The Cape Florida Lighthouse is located at the south end of Key Biscayne in Miami-Dade County, Florida. The lighthouse was built in 1825 and guided mariners off Florida’s Coral Reef which starts near Key Biscayne and extends southward to the tip of the Florida Keys at the Dry Tortugas. Florida’s Coral Reef is the only coral reef system in the continental United States.
The lighthouse was originally built at a height of 65 feet but in 1854 the height was elevated to 95 feet and an improved lens was installed. In 1966 the State of Florida purchased the lighthouse along with the tip of Key Biscayne and in 1967 the Bill Baggs Cape Florida State Park opened including the Cape Florida Lighthouse.
The main entrance to the lighthouse is on a pave stone path from the parking lot to the entrance door. The path is lined with palm trees and native foliage. A second path to the entrance door comes from the keeper’s cottage.
A short distance from the lighthouse is the keeper’s cottage. The cottage shown in the photo below is a replica of the original cottage and is now a museum containing displays depicting early life on the island.
On-again, Off-again Lighthouse History
The history of the Cape Florida Lighthouse has been one of many turbulent interruptions.

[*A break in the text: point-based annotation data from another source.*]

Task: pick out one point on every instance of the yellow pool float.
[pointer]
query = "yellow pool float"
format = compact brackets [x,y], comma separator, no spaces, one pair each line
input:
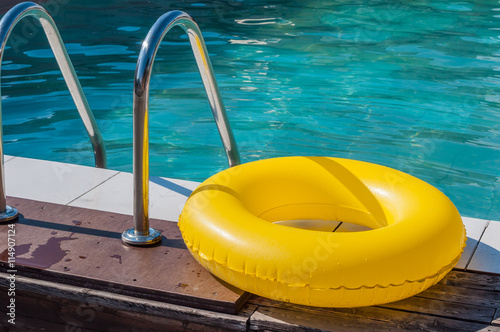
[229,224]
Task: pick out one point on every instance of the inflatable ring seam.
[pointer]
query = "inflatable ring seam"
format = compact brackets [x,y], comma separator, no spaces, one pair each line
[445,269]
[418,233]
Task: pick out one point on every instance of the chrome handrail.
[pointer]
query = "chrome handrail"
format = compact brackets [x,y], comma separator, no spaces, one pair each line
[141,234]
[8,22]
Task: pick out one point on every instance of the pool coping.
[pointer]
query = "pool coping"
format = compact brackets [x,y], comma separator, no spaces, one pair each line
[111,191]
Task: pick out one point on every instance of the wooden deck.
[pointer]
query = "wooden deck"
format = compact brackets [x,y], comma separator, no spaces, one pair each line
[73,274]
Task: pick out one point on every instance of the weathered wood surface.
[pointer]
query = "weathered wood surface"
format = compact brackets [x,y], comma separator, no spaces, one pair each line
[83,247]
[463,301]
[55,293]
[68,308]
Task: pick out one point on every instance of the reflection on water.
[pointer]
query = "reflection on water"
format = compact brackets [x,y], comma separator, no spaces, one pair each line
[411,86]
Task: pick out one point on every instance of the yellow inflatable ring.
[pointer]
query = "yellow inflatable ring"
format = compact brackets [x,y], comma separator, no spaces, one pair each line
[416,236]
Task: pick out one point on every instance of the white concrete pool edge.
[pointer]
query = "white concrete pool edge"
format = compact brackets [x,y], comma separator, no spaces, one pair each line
[112,191]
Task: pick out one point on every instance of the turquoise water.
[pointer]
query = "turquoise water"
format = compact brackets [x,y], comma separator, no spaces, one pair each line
[412,86]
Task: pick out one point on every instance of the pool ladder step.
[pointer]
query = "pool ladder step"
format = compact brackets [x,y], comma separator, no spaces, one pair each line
[8,22]
[142,234]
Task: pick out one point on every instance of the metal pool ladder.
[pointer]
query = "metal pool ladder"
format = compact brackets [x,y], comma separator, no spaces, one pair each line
[8,22]
[142,234]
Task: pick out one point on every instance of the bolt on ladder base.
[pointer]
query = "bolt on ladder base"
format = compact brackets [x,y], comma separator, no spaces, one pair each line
[9,214]
[131,238]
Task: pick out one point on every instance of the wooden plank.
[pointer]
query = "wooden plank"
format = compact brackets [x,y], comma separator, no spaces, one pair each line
[444,309]
[30,324]
[83,247]
[471,280]
[433,307]
[463,295]
[121,305]
[55,314]
[276,319]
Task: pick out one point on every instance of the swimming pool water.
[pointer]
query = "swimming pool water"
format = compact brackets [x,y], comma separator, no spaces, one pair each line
[413,86]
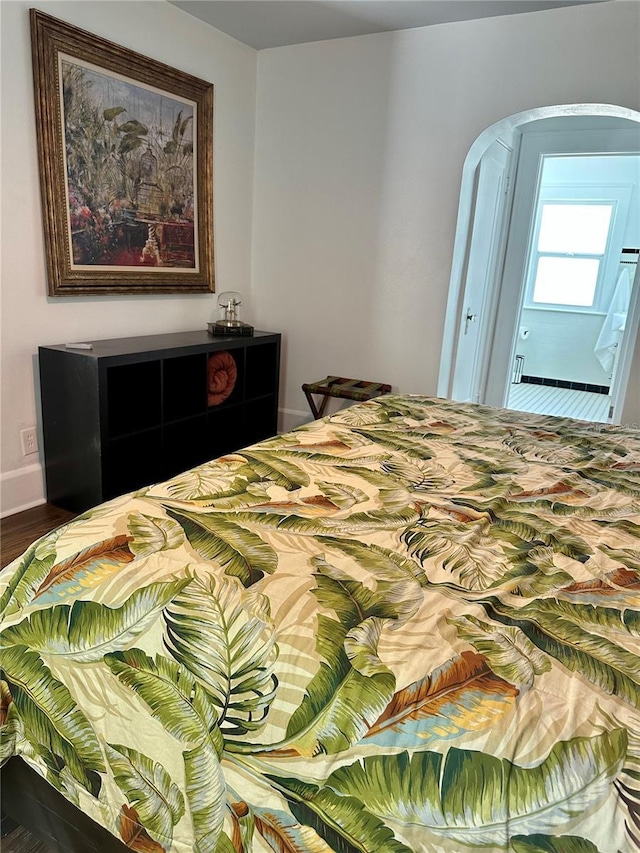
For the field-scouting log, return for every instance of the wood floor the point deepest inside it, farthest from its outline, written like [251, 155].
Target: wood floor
[17, 532]
[545, 400]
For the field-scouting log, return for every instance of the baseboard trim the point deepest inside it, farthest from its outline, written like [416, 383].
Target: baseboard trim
[21, 489]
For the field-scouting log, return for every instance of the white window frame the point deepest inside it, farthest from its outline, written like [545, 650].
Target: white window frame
[618, 196]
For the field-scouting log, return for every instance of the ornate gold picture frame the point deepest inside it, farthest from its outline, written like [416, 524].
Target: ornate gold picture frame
[125, 147]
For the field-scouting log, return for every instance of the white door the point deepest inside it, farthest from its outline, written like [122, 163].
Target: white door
[483, 272]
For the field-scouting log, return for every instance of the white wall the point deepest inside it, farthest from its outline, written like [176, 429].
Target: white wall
[561, 345]
[359, 151]
[29, 317]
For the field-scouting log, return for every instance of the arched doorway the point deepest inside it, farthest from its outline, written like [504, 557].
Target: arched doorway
[480, 329]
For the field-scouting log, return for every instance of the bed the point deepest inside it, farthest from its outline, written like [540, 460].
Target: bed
[411, 626]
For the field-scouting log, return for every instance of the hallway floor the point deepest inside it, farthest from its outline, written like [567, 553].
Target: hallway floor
[546, 400]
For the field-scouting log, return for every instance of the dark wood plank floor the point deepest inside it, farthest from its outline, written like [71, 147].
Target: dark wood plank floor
[17, 532]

Eleven years after opening a group of Seminole Indians attacked the site, burning lighthouse and pillaged the cottage. The lighthouse did not resume operation for several years until the threat of future Indian attacks had subsided.

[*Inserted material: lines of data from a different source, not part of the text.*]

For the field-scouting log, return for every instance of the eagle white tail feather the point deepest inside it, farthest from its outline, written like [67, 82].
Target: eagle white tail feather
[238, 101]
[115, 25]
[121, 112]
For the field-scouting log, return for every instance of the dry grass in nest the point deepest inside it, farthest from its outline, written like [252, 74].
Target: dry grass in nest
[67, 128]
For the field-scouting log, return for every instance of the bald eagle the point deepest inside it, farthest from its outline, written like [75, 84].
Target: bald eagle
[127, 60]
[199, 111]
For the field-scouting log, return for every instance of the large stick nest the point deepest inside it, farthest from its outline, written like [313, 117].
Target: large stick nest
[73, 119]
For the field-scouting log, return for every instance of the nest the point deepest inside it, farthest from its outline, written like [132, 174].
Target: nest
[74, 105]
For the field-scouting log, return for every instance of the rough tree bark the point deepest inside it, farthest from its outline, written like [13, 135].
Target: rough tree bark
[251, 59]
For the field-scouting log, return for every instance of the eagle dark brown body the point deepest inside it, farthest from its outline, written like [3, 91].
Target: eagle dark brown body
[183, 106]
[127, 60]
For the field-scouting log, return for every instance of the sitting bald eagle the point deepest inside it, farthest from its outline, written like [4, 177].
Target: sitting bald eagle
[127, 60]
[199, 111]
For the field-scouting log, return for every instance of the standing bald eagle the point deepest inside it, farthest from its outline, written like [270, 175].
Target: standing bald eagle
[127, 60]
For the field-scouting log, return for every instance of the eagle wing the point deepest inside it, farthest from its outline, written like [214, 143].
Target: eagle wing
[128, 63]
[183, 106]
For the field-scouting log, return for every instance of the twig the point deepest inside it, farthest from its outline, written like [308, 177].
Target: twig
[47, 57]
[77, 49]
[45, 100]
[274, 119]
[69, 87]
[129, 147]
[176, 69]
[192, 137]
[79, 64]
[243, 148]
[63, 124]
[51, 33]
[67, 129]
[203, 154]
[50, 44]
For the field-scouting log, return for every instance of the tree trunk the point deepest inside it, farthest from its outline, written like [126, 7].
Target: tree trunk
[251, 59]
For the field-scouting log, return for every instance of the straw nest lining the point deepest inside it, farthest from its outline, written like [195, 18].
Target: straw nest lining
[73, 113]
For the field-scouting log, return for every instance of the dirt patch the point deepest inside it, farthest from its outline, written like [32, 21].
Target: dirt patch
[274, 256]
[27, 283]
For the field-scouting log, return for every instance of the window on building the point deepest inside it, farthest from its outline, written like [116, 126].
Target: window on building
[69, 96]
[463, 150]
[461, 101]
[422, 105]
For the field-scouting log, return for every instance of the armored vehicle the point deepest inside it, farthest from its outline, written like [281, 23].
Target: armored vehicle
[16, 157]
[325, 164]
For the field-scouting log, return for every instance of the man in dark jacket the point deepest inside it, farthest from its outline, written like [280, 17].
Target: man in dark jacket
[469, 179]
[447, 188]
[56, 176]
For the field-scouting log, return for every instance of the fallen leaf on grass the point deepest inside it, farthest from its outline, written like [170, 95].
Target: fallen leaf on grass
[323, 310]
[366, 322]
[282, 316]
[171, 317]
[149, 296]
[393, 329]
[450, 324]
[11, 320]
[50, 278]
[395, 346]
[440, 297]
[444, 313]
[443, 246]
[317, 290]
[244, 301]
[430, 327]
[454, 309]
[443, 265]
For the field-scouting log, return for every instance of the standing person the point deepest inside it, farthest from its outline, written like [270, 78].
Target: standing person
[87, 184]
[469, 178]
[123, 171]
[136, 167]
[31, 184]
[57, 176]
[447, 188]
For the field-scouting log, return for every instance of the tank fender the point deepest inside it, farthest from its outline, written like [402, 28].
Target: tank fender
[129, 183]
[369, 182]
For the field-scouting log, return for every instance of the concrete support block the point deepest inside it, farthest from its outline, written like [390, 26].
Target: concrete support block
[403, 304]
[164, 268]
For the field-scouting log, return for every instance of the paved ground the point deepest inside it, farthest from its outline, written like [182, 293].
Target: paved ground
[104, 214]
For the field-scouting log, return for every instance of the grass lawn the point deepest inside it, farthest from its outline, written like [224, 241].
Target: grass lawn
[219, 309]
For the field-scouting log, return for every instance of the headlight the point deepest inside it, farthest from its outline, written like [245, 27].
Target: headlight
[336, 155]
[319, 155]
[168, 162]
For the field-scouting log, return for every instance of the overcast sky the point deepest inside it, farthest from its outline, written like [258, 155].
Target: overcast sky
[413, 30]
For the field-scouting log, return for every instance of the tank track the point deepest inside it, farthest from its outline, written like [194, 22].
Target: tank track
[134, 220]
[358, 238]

In 1854 the lighthouse was upgraded and the height was elevated to 95 feet but in 1861 Florida seceded from the Union and the lamp was removed from the lighthouse by Confederate sympathizers, so the lighthouse could not be used to help the Union sailors controlling the surrounding waters.
After the Civil War, the lighthouse was repaired and placed back in service in 1866 but in 1878 the lighthouse was mothballed because the new offshore Fowey Rocks Lighthouse had replaced it.
The lighthouse was originally built 100 feet inland from the shore but over the years the coastline had eroded so much that it now stands only ten (10) feet from the water. Tropical storms had also destroyed the keeper’s cottage and it has been rebuilt by the state park.
One hundred years after Cape Florida Lighthouse was turned off, it was re-lit on July 4, 1978. Unfortunately, in August 1992 Hurricane Andrew caused major damage to the lighthouse and it was once again closed for extensive repairs. The repairs were complete in 1996 in time for Miami’s Centennial Celebration.
The Cape Florida Lighthouse has not had any recent issues and it now sits on the U.S. National Register of Historic Places.
Views from the lighthouse
The lighthouse is open to the public five days a week at 10 A.M. and 1 P.M. but it is closed on Tuesdays and Wednesdays. Visitors must climb 109 spiraling steps with narrow spaces and heights to access the viewing level. The climb takes about 10 minutes but the views are nice.
Growing up near the coast, I have always been attracted to lighthouses. Some of the reasons that I am attracted to them is because: I like the symbol that they represent, I like their unique architecture, they have a sense of romance and mystery to them and they are an undeniable representation of coastal communities.
For hundreds of years lighthouses performed an important function to help sailors avoid disaster. With the modern GPS systems lighthouses are functionally obsolete but they are still an important part of our history and every lighthouse has their own stories to tell.
Lighthouses were built to perform one function, shine a light into the darkness for sailors to know that they are nearing land. It is interesting to me that there are so many different designs of lighthouses that all have the same function. Of course, that’s what make visiting lighthouses so much fun. They have different sizes, shapes, heights and colors. Lighthouse in close proximity to each other have different flashing pattern to allow the mariner to identify their location. No two lighthouses are alike. It’s almost like each lighthouse has its individual personality.